Problem
I am using TensorFlow 2.1.0 for image classification under Centos Linux. As my image training data set is growing, I have to start using a Generator as I do not have enough RAM to hold all pictures. I have coded the Generator based on this tutorial.
It seems to work fine, until my program all the sudden gets killed without an error message:
Epoch 6/30
2020-03-08 13:28:11.361785: W tensorflow/core/kernels/data/generator_dataset_op.cc:103] Error occurred when finalizing GeneratorDataset iterator: Cancelled: Operation was cancelled
43/43 [==============================] - 54s 1s/step - loss: 5.6839 - accuracy: 0.4669
Epoch 7/30
2020-03-08 13:29:05.511813: W tensorflow/core/kernels/data/generator_dataset_op.cc:103] Error occurred when finalizing GeneratorDataset iterator: Cancelled: Operation was cancelled
7/43 [===>..........................] - ETA: 1:04 - loss: 4.3953 - accuracy: 0.5268Killed
Looking at the growing memory consumption with linux's top, I suspect a memory leak?
What I have tried
- here it is suggested, that a switch to TF nightly build version helps. For me it did not, also downgrading to TF2.0.1 did not help
- There was also a discussion (which I can't find anymore) suggesting that it is important, that 'steps_per_epoch' and 'batch size' match (whatever this exactly means) - played with it without finding any improvement
- here they claim it is a TensorFlow bug, that will be fixed, but not to worry for now, as it is just a warning - but my job get's killed, so this does not help
- scrolling further down the same discussion it seems to be agreed, that this is a TensorFlow memory leak. But if so, I would expect to have much more google hits with my error message?

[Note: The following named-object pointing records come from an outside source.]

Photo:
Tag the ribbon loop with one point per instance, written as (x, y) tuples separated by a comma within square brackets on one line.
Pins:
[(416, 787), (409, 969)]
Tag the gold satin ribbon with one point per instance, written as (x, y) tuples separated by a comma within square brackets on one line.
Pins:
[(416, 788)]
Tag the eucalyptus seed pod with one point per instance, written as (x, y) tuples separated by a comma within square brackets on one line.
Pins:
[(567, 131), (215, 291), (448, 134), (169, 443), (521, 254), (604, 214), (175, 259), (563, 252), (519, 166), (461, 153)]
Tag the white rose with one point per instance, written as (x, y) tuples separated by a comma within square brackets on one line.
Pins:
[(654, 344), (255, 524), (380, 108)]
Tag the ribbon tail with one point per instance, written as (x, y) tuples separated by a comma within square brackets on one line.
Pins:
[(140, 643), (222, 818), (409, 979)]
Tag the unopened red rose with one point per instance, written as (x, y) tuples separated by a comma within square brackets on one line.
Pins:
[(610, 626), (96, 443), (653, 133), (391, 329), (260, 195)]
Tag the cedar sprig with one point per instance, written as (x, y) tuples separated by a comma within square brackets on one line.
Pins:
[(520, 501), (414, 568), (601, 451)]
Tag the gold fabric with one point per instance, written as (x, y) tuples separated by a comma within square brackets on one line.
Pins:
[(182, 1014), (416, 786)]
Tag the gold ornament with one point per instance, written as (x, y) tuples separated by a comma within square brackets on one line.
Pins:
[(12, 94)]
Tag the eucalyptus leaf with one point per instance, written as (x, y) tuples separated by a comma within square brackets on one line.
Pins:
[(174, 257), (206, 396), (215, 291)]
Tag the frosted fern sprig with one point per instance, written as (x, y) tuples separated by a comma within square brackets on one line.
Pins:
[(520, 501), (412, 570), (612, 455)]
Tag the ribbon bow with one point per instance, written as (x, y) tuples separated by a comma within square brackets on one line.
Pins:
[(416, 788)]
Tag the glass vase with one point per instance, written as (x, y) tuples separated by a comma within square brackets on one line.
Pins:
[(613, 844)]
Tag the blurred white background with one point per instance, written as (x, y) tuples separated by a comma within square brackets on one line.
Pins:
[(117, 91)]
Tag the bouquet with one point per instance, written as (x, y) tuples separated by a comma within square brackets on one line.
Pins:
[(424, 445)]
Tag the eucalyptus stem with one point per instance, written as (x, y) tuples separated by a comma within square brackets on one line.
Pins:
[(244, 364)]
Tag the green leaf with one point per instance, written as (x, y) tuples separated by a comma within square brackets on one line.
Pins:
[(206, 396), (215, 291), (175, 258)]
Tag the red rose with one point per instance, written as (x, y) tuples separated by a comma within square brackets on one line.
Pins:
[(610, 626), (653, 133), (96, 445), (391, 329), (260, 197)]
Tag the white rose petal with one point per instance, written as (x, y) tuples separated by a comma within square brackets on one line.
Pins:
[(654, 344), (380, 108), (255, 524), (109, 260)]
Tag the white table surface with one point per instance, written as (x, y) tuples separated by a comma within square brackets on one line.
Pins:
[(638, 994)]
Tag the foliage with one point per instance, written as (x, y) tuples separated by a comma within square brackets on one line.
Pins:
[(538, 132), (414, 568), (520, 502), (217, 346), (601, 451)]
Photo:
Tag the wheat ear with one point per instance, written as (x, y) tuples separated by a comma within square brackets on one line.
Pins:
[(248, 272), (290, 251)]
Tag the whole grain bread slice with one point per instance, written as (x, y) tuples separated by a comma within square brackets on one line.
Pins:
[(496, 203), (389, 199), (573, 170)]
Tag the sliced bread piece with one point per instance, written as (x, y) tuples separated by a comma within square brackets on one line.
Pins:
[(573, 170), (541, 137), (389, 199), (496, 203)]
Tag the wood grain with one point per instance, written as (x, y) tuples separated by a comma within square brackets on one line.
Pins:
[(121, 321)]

Being a beginner, I think I have some error in my code rather than claiming to have found a TensorFlow bug. But I have tried looking at the size of all my lists in the generator with 'print', but did not find anything growing. No idea what to do now
Relevant code snippets
class DataGenerator(tf.keras.utils.Sequence):
'Generates data for Keras'
def __init__(self, list_IDs, labels, dir, n_classes):
'Initialization'
config = configparser.ConfigParser()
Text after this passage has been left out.